Continuous functions whose domain is a closed enjoy two useful properties:

- the maximum principle
- the intermediate value theorem

This card covers the first. If a function is continuous and it's domain is a closed interval, then it has a maximum value (one or more values of the domain map to a maximum).

#### Bounded functions

Let \( X \subseteq \mathbb{R} \) and let \( f : X \to \mathbb{R} \) be a function.

We say that \( f \) is *bounded from above* iff there
exists an \( M \in \mathbb{R} \) such that
\( f(x) \le M \text{ for all } x \in X \).

We say that \( f \) is *bounded from below* iff there
exists an \( M \in \mathbb{R} \) such that
\( f(x) > M \text{ for all } x \in X \).

We say that \( f \) is *bounded* iff it is both *bounded
from above* and *bounded from below*.

#### Continuous functions on a closed interval are bounded

Let \( a < b \) be real numbers. Let \( f : [a,b] \to \mathbb{R} \) be a function continuous on \( [a, b] \). Then \( f \) is a bounded function.

#### Obtains maximum/minimum

Let \( f: X \to \mathbb{R} \) be a function, and \( x_0 \in X \).

We say that \( f \) *obtains its maximum* at \( x_0 \)
iff \( f(x_0) \ge f(x) \text{ for all } x \in X \).

We say that \( f \) *obtains its minimum* at \( x_0 \)
iff \( f(x_0) \le f(x) \text{ for all } x \in X \).

### Maximum principle

Let \( a < b \) be real numbers. Let \( f : [a,b] \to \mathbb{R} \) be a function continuous on \( [a, b] \).

Then there is an \( x_{max} \in [a, b] \) such that \( f(x_{max}) \ge f(x) \text{ for all } x \in [a, b] \) (\( f \) obtains its maximum at \( x_{max} \)).

Similarly, there is an \( x_{min} \in [a, b] \) such that \( f(x_{min}) \le f(x) \text{ for all } x \in [a, b] \) (\( f \) obtains its minimum at \( x_{min} \)).

### Proof

The proof of the maximum principle is good to study, as it brings together many ideas, including:

- Supremum
- Axiom of choice
- Heine-Borel theorem
- Function convergence and continuity
- Sequences and limits of sequences
- Sequences and their limits
- Correspondence between function limits and sequences

#### Outline

- \( f \) is continuous with a closed interval domain ⇒\( f \) is bounded. (by: continuous functions on a closed interval are bounded)
(proof for this lemma: proof by contradiction—identify an unbounded sub-sequence, then show that it contradicts with Heine-Borel).

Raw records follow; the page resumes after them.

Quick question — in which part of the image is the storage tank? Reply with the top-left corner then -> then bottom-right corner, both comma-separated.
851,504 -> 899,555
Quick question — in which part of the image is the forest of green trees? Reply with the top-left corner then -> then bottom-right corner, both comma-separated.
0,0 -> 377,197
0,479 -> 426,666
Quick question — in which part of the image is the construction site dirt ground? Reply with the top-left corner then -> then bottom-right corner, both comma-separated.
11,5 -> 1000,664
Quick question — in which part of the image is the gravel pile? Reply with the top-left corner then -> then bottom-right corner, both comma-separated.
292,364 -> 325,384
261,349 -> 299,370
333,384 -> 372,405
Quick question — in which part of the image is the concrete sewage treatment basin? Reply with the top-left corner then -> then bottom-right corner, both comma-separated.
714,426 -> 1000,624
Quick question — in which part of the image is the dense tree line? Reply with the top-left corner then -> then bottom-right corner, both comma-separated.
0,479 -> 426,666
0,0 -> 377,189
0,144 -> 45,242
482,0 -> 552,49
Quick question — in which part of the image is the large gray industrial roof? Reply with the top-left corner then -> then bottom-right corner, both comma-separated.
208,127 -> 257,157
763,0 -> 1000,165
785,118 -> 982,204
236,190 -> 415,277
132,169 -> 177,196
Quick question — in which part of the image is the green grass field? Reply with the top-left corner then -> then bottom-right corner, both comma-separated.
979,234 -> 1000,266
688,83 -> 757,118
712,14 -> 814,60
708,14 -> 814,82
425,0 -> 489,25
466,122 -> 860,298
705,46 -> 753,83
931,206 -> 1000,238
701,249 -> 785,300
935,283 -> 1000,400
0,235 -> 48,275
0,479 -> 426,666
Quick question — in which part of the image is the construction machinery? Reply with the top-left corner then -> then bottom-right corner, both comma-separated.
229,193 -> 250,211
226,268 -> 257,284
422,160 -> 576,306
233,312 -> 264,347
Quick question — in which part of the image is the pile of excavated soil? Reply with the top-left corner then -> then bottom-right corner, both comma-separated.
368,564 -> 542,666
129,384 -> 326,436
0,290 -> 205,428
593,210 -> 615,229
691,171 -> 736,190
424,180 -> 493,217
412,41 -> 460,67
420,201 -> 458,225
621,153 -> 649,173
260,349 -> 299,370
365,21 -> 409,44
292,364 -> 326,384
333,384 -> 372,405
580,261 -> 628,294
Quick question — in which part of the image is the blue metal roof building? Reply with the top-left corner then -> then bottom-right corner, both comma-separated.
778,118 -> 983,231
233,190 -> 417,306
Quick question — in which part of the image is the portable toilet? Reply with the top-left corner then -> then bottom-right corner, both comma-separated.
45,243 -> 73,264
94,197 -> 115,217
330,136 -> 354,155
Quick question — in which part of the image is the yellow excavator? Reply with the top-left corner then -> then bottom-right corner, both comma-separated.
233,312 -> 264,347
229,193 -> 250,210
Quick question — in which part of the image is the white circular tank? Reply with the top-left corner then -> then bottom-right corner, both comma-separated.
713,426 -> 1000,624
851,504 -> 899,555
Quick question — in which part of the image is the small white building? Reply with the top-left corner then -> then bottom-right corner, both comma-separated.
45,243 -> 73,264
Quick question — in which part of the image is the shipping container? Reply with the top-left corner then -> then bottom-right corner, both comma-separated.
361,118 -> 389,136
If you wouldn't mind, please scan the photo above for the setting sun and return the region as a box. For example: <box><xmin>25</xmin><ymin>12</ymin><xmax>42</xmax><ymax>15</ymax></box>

- \( a < b \) ⇒ \( [a, b] \) is non-empty ⇒ \( \{f(x) : x \in [a, b] \} \) is non-empty ⇒
- \( m := \sup(\{f(x) : x \in [a, b] \}) \) exists.
- Define a sequence: \( S := (a_n)_{n=1}^{\infty} \) where \( a_n := \text{ some x such that } m - \frac{1}{n} < f(x) \) (requires axiom of choice)
- There must exist a subsequence of \( S \), \( (a_{n_j})_{j=1}^{\infty} \), that converges to an element of \( [a, b] \) (by Heine-Borel theorem).
- If the subsequence converges to \( c \in [a, b] \). What is the value of \( f(c) \)? We should take a limit of the sequence \((f(a_{n_j}))_{j=1}^{\infty} \). To do so, view the elements:

\( f(a_{n_j}) > m - \frac{1}{n_j} \ge m - \frac{1}{j} \)

(I find it easier to conceptualize the above by replacing the inequality with \( f(a_{n_j}) = m - \frac{1}{j} + \delta \), for some \( \delta > 0 \)) - \( \lim_{j \to \infty} f(a_{n_j}) = \lim_{j \to \infty} m - \frac{1}{j} + \delta = m + \delta = m \text{ (the only valid case is for } \delta = 0 \text{)} \)
- Thus, we have a sequence of elements from \( [a, b] \) that converges to an element \( c \in [a, b] \) and that \( f(c) = m \), the maximum of all values of \( f \) in \( [a, b] \).